Yıkıntı altında bekleyen 13 yaşındaki çocuk için "büyüyünce devlete kurşun sıkar, orada kalsın!" diyebilenler var.
Bunu içimizden bir kişi bile söyleyebiliyorsa ne bu dünyada, ne de öbür dünyada yerimiz vardır.
Enkaz altında kalanlarda devlet memuru, öğretmen ve öğrenci oranı nüfusa oranlarından daha yüksek. Bunun kamu kuruluşlarının ruhsatsız bina yaptırabilme imkânları ve hukuksuzluğu işbitiricilik görme eğilimi yüzünden olup olmadığını zamanla göreceğiz. Kurtarılacakların kimler olduklarını, nerede doğup büyüdüklerini bilebilmemiz ne mümkün, ne de gerekli.
Kerbelâda, Çanakkalede, Medine Müdafaasında, Kuttül Ammarede, İstiklâl Harbinde en büyük kayıpları vermiş ailelerin evlâtları vatandaşlarımızı insafa ve insanlığa çağırıyorlarken, Vatan için hiç bir fedakârlıkta bulunmamış magazinciler, tatlısu vatanperverleri, sosyalmedya şımarıkları ahkâm ve kin kusup duruyorlar.
Ahlâksızlık ve insafsızlık bu kadar pervasız olabiliyorsa, toplum olarak geleceğimiz karanlıktır.
Hapishaneye itfaiyeci, acil servise hekim olarak gidiyorsan, dostun da düşmanın da bir: Yangın, kanayan yara yüz göz olacağın şey.
Esirine yediğinden yedirmeyen, aç ve açık bırakan dahi bizden değilken, kim hangi cüretle bizim adımıza konuşabiliyor ve insanların geleceklerini düşmanlıkla itham ediyor?
Dostluk da düşmanlık da geçer. Kardeşin kardeşe karşı olduğu olur. İnsaf, ahlak ve hukuk ise her daim bayrağımız olmalıdır! Dostsuz olur, adaletsiz olmaz. Kardeşsiz olır, insafsız olmaz.
Yusufu kuyuya atan kardeşleriydi. Kurtaranlarsa belki bir zamanki düşmanları.
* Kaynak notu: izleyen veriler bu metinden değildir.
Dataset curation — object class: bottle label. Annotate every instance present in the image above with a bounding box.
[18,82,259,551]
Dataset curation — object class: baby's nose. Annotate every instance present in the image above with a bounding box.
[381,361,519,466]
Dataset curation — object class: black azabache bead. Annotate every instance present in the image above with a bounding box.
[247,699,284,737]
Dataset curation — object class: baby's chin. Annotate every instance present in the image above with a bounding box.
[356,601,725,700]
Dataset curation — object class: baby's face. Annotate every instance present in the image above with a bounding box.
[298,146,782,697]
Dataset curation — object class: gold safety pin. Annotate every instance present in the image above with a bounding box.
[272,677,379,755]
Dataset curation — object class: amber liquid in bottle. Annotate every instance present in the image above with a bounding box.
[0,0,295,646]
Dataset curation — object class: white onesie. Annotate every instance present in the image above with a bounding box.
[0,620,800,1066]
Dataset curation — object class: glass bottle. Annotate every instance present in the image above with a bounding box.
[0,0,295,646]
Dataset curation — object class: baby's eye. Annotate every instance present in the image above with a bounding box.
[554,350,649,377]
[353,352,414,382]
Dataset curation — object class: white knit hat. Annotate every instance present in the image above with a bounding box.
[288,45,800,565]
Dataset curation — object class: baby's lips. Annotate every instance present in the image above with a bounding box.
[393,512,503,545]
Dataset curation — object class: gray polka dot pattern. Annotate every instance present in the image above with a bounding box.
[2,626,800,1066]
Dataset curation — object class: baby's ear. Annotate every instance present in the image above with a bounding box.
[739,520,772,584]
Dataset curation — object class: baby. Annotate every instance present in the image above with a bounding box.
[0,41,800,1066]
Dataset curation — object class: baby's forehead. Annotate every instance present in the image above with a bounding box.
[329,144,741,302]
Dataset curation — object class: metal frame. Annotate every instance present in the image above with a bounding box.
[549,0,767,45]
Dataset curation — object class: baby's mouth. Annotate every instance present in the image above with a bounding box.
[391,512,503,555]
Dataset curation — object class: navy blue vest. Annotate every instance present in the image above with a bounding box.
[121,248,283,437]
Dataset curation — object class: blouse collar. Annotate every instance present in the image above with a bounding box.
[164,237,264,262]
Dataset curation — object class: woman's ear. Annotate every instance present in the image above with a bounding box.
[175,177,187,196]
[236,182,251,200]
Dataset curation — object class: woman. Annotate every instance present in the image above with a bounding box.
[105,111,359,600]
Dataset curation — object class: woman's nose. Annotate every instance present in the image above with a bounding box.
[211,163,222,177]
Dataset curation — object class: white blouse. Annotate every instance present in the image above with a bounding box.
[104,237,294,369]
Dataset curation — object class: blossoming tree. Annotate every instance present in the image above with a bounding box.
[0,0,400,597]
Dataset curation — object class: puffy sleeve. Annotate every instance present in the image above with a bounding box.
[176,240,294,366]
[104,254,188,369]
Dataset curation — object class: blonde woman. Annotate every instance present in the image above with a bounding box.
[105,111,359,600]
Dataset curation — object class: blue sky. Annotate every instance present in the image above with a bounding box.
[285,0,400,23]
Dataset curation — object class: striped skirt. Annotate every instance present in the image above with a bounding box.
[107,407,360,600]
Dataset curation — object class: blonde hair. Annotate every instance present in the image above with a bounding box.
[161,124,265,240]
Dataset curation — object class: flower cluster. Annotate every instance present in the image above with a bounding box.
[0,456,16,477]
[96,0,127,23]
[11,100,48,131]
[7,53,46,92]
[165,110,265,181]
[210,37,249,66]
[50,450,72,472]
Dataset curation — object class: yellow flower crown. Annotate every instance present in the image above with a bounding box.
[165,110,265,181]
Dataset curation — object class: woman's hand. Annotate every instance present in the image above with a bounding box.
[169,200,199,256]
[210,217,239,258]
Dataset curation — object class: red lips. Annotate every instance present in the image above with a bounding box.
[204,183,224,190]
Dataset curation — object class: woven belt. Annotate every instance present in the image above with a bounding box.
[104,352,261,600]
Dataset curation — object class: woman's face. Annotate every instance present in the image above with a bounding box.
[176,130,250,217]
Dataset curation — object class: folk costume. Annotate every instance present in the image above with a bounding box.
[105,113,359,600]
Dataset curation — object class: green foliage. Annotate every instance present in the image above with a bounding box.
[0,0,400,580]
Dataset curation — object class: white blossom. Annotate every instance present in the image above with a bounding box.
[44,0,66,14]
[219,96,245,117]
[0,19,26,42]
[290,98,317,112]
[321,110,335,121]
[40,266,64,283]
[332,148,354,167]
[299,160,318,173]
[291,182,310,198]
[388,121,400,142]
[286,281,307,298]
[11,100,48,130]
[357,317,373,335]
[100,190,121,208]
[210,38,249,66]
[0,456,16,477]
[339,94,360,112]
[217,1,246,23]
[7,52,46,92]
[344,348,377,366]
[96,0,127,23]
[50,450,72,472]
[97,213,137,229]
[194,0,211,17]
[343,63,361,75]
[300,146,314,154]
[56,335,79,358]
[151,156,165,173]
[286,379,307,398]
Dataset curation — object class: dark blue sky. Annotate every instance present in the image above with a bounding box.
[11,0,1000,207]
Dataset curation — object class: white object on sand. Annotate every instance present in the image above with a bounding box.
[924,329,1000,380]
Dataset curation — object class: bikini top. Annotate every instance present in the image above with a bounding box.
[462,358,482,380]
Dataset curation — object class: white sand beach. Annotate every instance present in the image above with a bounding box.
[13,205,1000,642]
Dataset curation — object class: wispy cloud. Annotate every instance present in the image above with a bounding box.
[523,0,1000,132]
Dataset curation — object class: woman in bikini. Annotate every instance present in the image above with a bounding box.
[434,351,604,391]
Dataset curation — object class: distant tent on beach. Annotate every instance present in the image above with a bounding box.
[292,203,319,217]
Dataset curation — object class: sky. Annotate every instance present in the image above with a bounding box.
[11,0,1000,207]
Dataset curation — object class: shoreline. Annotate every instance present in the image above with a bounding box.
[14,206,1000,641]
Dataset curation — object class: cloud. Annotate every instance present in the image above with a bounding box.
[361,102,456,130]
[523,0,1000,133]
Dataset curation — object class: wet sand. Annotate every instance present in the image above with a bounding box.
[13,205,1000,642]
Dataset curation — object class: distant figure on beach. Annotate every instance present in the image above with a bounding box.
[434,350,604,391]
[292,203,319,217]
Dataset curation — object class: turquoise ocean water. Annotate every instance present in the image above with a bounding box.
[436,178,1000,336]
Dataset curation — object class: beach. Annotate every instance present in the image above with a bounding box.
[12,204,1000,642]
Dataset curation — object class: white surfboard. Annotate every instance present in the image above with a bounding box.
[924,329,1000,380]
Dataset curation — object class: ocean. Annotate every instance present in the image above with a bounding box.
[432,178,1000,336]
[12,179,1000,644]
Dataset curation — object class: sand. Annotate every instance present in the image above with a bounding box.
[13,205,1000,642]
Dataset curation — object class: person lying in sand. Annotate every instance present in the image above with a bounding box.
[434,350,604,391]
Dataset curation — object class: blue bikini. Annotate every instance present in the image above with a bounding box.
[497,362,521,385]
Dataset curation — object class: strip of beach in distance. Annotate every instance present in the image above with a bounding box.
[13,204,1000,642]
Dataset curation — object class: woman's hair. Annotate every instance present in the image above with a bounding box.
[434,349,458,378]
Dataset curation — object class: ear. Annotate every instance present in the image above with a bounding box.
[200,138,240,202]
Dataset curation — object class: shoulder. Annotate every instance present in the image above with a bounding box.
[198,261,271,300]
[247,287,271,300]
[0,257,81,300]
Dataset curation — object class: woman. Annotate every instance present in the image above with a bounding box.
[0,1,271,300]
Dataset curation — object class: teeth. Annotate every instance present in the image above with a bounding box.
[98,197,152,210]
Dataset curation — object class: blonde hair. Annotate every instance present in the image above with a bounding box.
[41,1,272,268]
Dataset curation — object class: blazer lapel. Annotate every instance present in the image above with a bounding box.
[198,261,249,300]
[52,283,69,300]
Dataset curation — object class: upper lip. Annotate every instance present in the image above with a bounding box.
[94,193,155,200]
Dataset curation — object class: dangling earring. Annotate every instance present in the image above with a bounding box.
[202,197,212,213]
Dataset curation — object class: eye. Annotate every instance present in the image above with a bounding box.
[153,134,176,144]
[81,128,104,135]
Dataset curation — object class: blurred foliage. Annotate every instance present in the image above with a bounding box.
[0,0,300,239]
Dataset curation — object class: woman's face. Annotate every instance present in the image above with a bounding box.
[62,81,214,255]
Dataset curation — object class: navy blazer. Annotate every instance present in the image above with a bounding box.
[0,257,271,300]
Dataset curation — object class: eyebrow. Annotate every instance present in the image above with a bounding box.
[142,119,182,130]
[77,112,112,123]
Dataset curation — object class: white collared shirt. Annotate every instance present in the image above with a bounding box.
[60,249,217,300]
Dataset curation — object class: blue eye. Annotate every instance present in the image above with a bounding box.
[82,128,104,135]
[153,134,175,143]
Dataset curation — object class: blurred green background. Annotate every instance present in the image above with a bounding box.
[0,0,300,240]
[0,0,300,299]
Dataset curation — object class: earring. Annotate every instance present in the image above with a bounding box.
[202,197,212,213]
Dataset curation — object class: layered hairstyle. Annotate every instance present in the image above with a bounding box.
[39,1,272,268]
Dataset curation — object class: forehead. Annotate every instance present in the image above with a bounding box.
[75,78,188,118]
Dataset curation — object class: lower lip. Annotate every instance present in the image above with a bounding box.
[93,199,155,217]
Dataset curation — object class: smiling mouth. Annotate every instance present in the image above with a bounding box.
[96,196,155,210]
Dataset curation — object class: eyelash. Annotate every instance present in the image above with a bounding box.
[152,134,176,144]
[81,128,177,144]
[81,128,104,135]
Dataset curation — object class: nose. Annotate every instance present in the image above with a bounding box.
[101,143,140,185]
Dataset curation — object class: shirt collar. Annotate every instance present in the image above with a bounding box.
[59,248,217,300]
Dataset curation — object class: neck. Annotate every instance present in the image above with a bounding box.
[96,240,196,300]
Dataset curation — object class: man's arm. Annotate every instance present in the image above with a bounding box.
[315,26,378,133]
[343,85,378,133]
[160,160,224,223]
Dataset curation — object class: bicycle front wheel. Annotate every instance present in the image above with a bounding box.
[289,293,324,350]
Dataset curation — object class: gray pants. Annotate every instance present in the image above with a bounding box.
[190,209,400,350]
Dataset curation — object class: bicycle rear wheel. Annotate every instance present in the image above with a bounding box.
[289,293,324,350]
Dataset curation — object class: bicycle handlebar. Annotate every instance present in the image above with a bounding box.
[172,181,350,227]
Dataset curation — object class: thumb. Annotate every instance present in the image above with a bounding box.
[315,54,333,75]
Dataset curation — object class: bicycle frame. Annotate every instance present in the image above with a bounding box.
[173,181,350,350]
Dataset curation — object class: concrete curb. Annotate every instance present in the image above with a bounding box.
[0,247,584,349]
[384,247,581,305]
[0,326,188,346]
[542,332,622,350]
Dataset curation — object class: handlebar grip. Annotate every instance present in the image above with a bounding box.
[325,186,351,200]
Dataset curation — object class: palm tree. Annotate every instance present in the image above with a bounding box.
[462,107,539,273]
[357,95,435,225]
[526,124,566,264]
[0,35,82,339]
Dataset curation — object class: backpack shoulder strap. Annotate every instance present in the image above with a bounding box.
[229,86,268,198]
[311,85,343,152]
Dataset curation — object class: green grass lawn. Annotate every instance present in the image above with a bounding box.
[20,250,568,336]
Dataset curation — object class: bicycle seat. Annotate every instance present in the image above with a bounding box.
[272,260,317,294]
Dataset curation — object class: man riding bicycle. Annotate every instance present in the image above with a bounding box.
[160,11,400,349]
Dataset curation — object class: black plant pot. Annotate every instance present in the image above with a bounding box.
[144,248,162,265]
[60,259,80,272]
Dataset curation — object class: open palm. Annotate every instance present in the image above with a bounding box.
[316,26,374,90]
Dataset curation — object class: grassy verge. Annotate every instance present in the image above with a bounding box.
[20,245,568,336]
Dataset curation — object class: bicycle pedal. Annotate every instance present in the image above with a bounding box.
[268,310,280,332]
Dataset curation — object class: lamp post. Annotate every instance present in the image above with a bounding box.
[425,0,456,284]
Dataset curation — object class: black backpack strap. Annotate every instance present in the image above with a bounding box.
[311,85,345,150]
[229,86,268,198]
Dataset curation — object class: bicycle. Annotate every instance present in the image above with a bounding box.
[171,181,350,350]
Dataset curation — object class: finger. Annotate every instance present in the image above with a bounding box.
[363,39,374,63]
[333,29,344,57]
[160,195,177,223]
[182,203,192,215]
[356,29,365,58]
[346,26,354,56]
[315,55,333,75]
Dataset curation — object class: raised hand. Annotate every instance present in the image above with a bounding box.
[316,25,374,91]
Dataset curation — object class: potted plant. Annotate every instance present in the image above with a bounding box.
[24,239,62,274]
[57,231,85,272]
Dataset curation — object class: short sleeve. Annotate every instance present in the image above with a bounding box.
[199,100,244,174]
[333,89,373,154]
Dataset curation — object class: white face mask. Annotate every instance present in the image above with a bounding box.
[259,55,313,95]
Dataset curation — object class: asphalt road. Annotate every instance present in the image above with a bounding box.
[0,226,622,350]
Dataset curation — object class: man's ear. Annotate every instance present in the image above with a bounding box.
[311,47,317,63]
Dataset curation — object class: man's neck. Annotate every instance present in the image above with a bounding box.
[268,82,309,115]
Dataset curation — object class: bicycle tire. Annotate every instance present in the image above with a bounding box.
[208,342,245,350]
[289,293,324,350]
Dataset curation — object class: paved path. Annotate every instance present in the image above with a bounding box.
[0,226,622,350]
"Bırak çıkarma!" diyen o zaman da olmuştur. Çıkarsa da çıkarmasa da, kalan ve gidenin hesabı kalmadı bitti.
Kuyudan canavarları bırakmaya kalkarsın, adına da hukuk dersin, ama, komşunun kuzusunu da yangından kurtarmazsın. Komşu düşman diyelim, kuzu da mı düşman?
Bataklıktaki kanlına el uzattığında dahi, sana yaranmasını beklemediğinde dost bulursun kendine.
Yani yaptığını yapman gerektiği için yaptıkça, insanlar da kendi yapmaları gerekenleri yaptıkça dünya dünyalığını bulur.
Sırta inen hançer de, sırtına siper oluşlar da sırtını güvenle insana dönebilenin yaşayabileceği bir şey.
Bir kazada "neredensin hemşerim, sabıka kaydın var mı?" diye soracaksak, kazanın ta kendisi oluruz.
Suçsuza zulüm önereceğine, onun masum ya da masum olmamaya gidebilecek hayatına, bir özgürlük olarak insanlığına izin ver, bu iznin senden geldiğine inanıyorsan, bu kadar kadirsen, çok bilmişsen, güçlüysen.
Bu kadar güçlüysen, kararlıysan kendini insan et, sana bakan gözle bak kendine!
.....
(İnna lillah ve inna ileyhi raciun. Yakınlarına ve canı yanacak insanlara sabır kendisine rahmet diliyorum. Sabah ölüm haberini aldım. Yazık! Onun kurtarılmamasını savunan gaddar alçaklara karşı fazlasıyla yumuşak davrandığımız kanaatindeyim! Daha kararlı olmak, daha tavizsiz olmak durumundayız, bir insanlık ülkesini ayakta tutacaksak!)